Phillip J. Eby pje@telecommunity.com
Fri, 19 Jul 2002 18:12:35 -0400


At 04:03 PM 7/19/02 -0400, Guido van Rossum wrote:
>> * I do think we should keep PersistentList and PersistentMapping in the
>> core; they're useful for almost any kind of application, and any kind of
>> back-end storage.  They don't introduce policy or data format dependencies
>> into users' code, either.
>
>But perhaps these should be rewritten to derive from dict and list
>instead of UserDict and UserList?  

Perhaps.  What are the implications for pickling?


>Also, the module names are
>inconsistent -- PersistentMapping is defined in _persistentMapping.py
>but PersistentList is defined in PersistentList.py.  Both are then
>"pulled up" one level by __init__.py and their __module__ attribute
>modified.  I find all that hideous and tricky, and I propose to clean
>this up before making it a standard Python package.

+1


>> * Make _p_dm a synonym for _p_jar, and deprecate _p_jar.  This could be
>> done by making a _p_jar descriptor that read/wrote through to _p_dm, and
>> issued a deprecation warning.  I don't personally have a problem with
>> _p_jar, but I've heard rumblings from other people (ZC folks?) that it's
>> confusing or that they want to get rid of it.  So if we're doing it, now
>> seems like the time.
>
>It's just that "jar" makes no sense (except in the "cutesy" sense of a
>jar full of pickles).  But "dm" is a little obscure too.  Maybe write
>it out in full as _p_datamanager?

Sure, whatever.  Maybe just _p_manager.


>> * Keep the _p_atime slot, but don't fill it with anything by default.
>> Instead, have a _p_getattr_hook(persistentObj,attrName,retrievedValue) slot
>> at C level that's called after the getattribute completes.  A data manager
>> can then set the hook to point to a _p_atime update function, *or* it can
>> introduce postprocessing for "proxy" attributes.  That is, a data manager
>> could set the hook to handle "lazy" loading of certain attributes which
>> would otherwise be costly to retrieve, by placing a dummy value in the
>> object's dictionary, and then having the post-call hook return a
>> replacement value.
>> 
>> For speed, this will generally want to be a C function; let the base
>> package include a simple hook that updates _p_atime, and another which
>> checks whether the retrievedValue is an instance of a LazyValue base class,
>> and if so, calls the object.  This will probably cover the basics.  A data
>> manager that uses ZODB caching will use the atime function, and non-ZODB
>> data managers will probably want the other hook.  I also have an idea about
>> using the transaction's timestamp() plus a counter to supply a "time" value
>> that minimizes system calls, but I'm not sure it would actually improve
>> performance any, so I'm fine with not trying to push that into the initial
>> package.  As long as the hook slot is present in the base package, I or
>> anyone else are free to make up and try our own hooks to put in it.
>
>Shouldn't there be a setattr hook too?

Hm.  Seems like a YAGNI to me, unless you're saying that it's so that
_p_atime can be updated on setattr, in which case, sure, add a
_p_setattr_hook(obj,attrname,setval) that's called after successful
setattr.  Otherwise, I can't think of a use case that isn't already covered
by the objectChanged() (formerly register()) message.

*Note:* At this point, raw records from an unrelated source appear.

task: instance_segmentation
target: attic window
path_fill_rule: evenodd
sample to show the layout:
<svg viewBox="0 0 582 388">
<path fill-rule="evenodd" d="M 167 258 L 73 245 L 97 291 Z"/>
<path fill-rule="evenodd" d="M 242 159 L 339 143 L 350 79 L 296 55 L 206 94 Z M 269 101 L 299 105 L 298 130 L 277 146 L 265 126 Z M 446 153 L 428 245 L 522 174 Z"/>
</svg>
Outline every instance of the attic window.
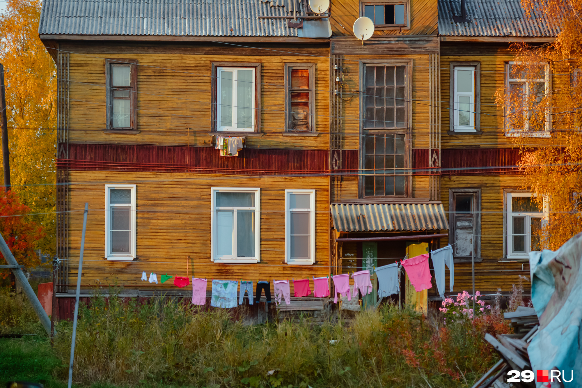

>I've often thought that it's ugly that you have to set _p_state and
>_p_changed, rather than do these things with method calls.  What do
>you think about that?  Especially the conventions for _p_state look
>confusing to me.

I've never used _p_state for anything; I thought that was something purely
private/internal to the implementation.  So I'm not sure what you're
talking about, there.

For _p_changed, I don't have any objections to a method or methods, but it
seems to me that it *was* a method at one time and Jim changed it to an
attribute, so it might be good to ask him why.  :)

Of course, I've also seen people using ZODB write code like this:

self.foo = self.foo

To flag things as changed, without using an explicit _p_changed call.  On a
mental level, it has a certain appeal, because it's like saying, hey, I'm
changing *this* attribute.  :)  

But I don't have a strong preference for or against any of these three
broad categories of change signalling.